Patterns of maximal spatial ST vector of S–T segment elevation in the right praecordial leads of the electrocardiogram in patients with acute inferior myocardial infarction

W. CARSON

Cardiac Department, John Radcliffe Hospital, University of Oxford Headington, Oxford U.K.

Received 17 August 1987; revised 17 February 1988; .

Dr Wangden Carson, MD. D.PH., Cardiae Department, John Radclifie Hospital, University of Oxford, Headington, Oxford, OX39DU, U.K.

Abstract

Thirty patients with S–T segment elevation in the right praecordial leads during acute inferior myocardial infarction were studied by vectorcardiography. From the vectorcardiographic traces two types of maximal spatial ST vectors were seen. Their directions pointed either to: (1) the right-anterior-inferior, or (2) the right-posterior-inferior octant. This spatial ST vector could cause S–T segment elevation in the right praecordial leads in patients with acute inferior myocardial infarction in two ways. (1) The projection of the right-anterior-inferior maximal spatial ST vector on the horizontal plane pointing to right-anterior direction directly causes S–T segment elevation in the right praecordial leads—only a minority of patients (20%) show this. (2) The large magnitude of the right-posterior-inferior maximal spatial ST vector indirectly causes S–T segment elevation in the right praecordial leads adjacent to it. The majority of patients (80%) belong to this group. Therefore, the maximal S–T segment elevation in the electrocardiogram should be looked for in leads V5R to V8R. The direction of the vectors imply that in some patients there would be no S–T segment elevation in lead V4R.

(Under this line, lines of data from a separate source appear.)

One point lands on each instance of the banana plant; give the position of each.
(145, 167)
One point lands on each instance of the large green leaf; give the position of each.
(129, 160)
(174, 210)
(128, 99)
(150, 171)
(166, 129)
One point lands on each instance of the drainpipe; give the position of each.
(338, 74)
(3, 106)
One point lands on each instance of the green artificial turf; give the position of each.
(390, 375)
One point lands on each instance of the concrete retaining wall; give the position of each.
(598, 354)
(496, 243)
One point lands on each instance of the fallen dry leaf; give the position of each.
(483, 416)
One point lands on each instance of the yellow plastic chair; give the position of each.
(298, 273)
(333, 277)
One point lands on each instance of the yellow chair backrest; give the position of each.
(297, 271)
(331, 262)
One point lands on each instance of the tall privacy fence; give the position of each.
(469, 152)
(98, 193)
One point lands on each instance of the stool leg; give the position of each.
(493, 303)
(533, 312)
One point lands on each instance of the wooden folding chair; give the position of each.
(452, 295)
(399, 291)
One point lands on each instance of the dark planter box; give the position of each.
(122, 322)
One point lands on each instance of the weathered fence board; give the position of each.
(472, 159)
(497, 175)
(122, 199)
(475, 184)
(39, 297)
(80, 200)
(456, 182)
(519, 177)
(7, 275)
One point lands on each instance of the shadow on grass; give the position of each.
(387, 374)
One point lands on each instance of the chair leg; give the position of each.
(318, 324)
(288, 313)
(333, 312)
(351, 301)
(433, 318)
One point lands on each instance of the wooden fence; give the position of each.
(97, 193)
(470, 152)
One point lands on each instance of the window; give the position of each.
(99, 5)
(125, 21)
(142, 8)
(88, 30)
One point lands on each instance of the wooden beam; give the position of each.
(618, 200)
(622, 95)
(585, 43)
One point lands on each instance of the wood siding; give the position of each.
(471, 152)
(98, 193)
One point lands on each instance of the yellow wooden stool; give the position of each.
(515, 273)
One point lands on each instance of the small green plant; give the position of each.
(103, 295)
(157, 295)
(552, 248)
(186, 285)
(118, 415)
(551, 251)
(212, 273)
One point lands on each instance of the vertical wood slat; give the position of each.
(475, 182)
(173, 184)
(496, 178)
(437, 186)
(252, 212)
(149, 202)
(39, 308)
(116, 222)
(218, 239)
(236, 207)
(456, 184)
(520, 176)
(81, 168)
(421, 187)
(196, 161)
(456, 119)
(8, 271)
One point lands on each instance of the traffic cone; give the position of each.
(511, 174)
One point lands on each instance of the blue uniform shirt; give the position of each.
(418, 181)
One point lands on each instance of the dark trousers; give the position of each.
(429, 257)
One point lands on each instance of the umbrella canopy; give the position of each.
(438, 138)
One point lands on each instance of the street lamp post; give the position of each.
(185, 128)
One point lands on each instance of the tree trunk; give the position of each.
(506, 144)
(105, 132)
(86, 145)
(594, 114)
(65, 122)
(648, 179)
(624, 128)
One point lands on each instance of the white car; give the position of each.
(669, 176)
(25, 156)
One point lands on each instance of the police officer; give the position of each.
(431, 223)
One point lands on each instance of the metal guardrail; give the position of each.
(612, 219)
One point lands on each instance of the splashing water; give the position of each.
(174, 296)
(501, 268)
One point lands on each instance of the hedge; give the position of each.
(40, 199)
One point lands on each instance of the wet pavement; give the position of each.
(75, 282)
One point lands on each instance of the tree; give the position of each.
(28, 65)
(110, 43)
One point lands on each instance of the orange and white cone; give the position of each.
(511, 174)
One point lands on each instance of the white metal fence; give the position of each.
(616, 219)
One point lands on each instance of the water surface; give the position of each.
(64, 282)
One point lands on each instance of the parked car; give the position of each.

This study indicates that the use of S–T segment elevation in V4R, or several right praecordial leads, to claim that the maximal ST vector points to the right-anterior direction can be misleading. Without directional information, the use of single lead or several leads to detect the maximal spatial ST vector by a scalar electrocardiogram will give incomplete information. The use of direction and magnitude of the maximal spatial ST vector will avoid the confusion in the interpretation of S–T segment elevation in the right praecordial leads.